Submitting jobs ๐
Usually jobs on the cluster are started by submitting a job or batch script to one of the partitions (queues). Slurm will then take care of reserving the correct amount of resources and start the application on the reserved nodes. A job script, in the case of slurm, is a bash script and can be written locally (using your favorite plain text editor) or directly within the console on the cluster (using VIM, Emacs, nano ...). A typical example script named job.sh is given below:
#!/bin/bash
#SBATCH --nodes=1 # the number of nodes you want to reserve
#SBATCH --ntasks-per-node=1 # the number of tasks/processes per node
#SBATCH --cpus-per-task=36 # the number cpus per task
#SBATCH --partition=normal # on which partition to submit the job
#SBATCH --time=24:00:00 # the max wallclock time (time limit your job will run)
#SBATCH --job-name=MyJob123 # the name of your job
#SBATCH --mail-type=ALL # receive an email when your job starts, finishes normally or is aborted
#SBATCH --mail-user=your_account@uni-muenster.de # your mail address
# LOAD MODULES HERE IF REQUIRED
...
# START THE APPLICATION
...
The #!/bin/bash tells the script to use bash. #SBATCH is a slurm directive and is used to configure slurm. Everywhere else the # sign is used to for comments.
You can submit your script to the batch system with the command: sbatch job.sh
MPI parallel Jobs ๐
Start an MPI job with 72 MPI ranks distributed on 2 nodes for 1 hour on the *normal * partition. Instead of mpirun, the preferred command to start MPI jobs within slurm is srun.
#!/bin/bash
#SBATCH --nodes=2
#SBATCH --ntasks-per-node=36
#SBATCH --partition=normal
#SBATCH --time=01:00:00
#SBATCH --job-name=MyMPIJob123
#SBATCH --output=output.dat
#SBATCH --mail-type=ALL
#SBATCH --mail-user=your_account@uni-muenster.de
# load needed modules
module load intel
# Previously needed for Intel MPI (as we do here) - not needed for OpenMPI
# export I_MPI_PMI_LIBRARY=/usr/lib64/libpmi.so
# run the application
srun /path/to/my/mpi/program
Note that srun here is starting as many tasks as you requested with --ntasks-per-node . It is essentially a substitute for mpirun.
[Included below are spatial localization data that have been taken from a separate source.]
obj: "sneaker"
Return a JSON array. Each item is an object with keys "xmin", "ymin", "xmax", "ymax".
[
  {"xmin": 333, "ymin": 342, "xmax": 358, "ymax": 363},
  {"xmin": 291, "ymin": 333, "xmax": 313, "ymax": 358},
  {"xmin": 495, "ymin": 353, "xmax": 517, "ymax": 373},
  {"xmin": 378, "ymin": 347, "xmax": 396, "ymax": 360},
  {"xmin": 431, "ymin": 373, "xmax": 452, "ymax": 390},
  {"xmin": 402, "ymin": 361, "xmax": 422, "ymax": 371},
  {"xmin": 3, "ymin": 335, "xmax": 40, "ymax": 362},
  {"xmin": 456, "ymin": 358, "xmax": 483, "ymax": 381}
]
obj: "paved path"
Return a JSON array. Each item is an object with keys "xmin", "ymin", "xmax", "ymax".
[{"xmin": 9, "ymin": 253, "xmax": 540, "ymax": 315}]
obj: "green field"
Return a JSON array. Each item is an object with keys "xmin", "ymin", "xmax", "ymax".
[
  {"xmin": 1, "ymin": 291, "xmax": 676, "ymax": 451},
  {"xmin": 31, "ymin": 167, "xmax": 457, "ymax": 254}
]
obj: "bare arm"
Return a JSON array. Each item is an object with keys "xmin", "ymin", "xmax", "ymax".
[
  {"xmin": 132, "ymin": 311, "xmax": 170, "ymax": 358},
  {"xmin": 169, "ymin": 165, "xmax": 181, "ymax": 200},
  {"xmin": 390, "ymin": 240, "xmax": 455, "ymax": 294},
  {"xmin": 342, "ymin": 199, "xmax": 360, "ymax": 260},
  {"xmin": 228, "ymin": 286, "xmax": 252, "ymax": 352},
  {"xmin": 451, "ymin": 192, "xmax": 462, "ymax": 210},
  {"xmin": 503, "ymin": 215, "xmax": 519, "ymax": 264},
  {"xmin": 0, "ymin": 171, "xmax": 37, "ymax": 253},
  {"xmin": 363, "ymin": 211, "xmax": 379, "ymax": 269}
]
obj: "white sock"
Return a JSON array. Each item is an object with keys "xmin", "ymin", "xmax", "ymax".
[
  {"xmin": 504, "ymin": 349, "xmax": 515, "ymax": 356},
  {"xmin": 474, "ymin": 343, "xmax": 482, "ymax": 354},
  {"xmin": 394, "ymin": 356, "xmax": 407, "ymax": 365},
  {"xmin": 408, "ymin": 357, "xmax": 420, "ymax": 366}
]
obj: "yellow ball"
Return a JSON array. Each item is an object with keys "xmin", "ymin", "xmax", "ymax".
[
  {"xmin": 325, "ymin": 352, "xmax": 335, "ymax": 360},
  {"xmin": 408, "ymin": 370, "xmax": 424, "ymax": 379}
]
Know what you are doing when your use it!
OpenMP parallel Jobs ๐
Start a job on 36 CPUs with 1 threads each for 1 hour on the *normal * partition.
#!/bin/bash
#SBATCH --nodes=1
#SBATCH --cpus-per-task=36
#SBATCH --partition=normal
#SBATCH --time=01:00:00
#SBATCH --job-name=MyMPIJob123
#SBATCH --output=output.dat
#SBATCH --mail-type=ALL
#SBATCH --mail-user=your_account@uni-muenster.de
# Bind each thread to one core
export OMP_PROC_BIND=TRUE
export OMP_NUM_THREADS=$SLURM_CPUS_PER_TASK
# load needed modules
module load intel
# run the application
/path/to/my/openmp/program
Hybrid MPI/OpenMP Jobs ๐
Start a job on 2 nodes, 9 MPI tasks per node, 4 OpenMP threads per task.
#!/bin/bash
#SBATCH --nodes=2
#SBATCH --ntasks-per-node=9
#SBATCH --partition=normal
#SBATCH --time=01:00:00
#SBATCH --job-name=MyMPIJob123
#SBATCH --output=output.dat
#SBATCH --mail-type=ALL
#SBATCH --mail-user=your_account@uni-muenster.de
export OMP_NUM_THREADS=4
# load needed modules
module load intel
# run the application
srun /path/to/my/hybrid/program
GPU jobs in gpu2080ย partition ๐
You can use the following submit script to use the gpu2080 Partition (assuming that your code runs on a single GPU). Please be aware that the nodes have 32 CPU cores and 8 GPUs, so please don't use more than 4 cores per GPU! Same for memory, there are 240GB of usable RAM, so don't use more than 30 GB per GPU reserved. Adjust the reserved time according to your needs.
#!/bin/bash
#SBATCH --partition=gpu2080
#SBATCH --nodes=1
#SBATCH --mem=30G
#SBATCH --ntasks-per-node=4
#SBATCH --gres=gpu:1
#SBATCH --time=0-01:00:00
#SBATCH --job-name=MyCUDAJob
#SBATCH --output=output.dat
#SBATCH --error=error.dat
#SBATCH --mail-type=ALL
#SBATCH --mail-user=your_account@uni-muenster.de
# load needed modules module purge
ml palma/2023a
ml CUDA
ml foss
ml UCX-CUDA
ml CMake
# Use UCX to be compatible with Nvidia (formerly Mellanox) Infiniband adapters
export OMPI_MCA_pml=ucx
# run the application using mpirun in this case
./my_program
Hybrid MPI/OpenMP/CUDA Jobs ๐
Start a job on 2 nodes, 2 MPI tasks per node, 4 OpenMP threads per task, 2 GPUs:
#!/bin/bash
#SBATCH --partition=gpu2080
#SBATCH --nodes=2
#SBATCH --ntasks-per-node=2
#SBATCH --cpus-per-task=1
#SBATCH --gres=gpu:2
#SBATCH --job-name=MyMPIOpenMPCUDAJob
#SBATCH --output=output.dat
#SBATCH --error=error.dat
#SBATCH --mail-type=ALL
#SBATCH --mail-user=your_account@uni-muenster.de
export OMP_NUM_THREADS=4
# load needed modules module purge
ml palma/2022a
ml CUDA/11.7.0
ml foss/2022a
ml UCX-CUDA/1.12.1-CUDA-11.7.0
ml CMake/3.23.1
# Use UCX to be compatible with Nvidia (formerly Mellanox) Infiniband adapters
export OMPI_MCA_pml=ucx
# run the application using mpirun in this case
mpirun /path/to/my/hybrid/program
Interactive Jobs ๐
You can request resources from SLURM and it will allocate an interactive shell to the user. On the login node type the following into your shell:
salloc --nodes 1 --cpus-per-task 36 --time 00:30:00 --partition express
This will give you a session with 36 CPUs for 30 minutes on the express partition. You will automatically be forwarded to a compute node.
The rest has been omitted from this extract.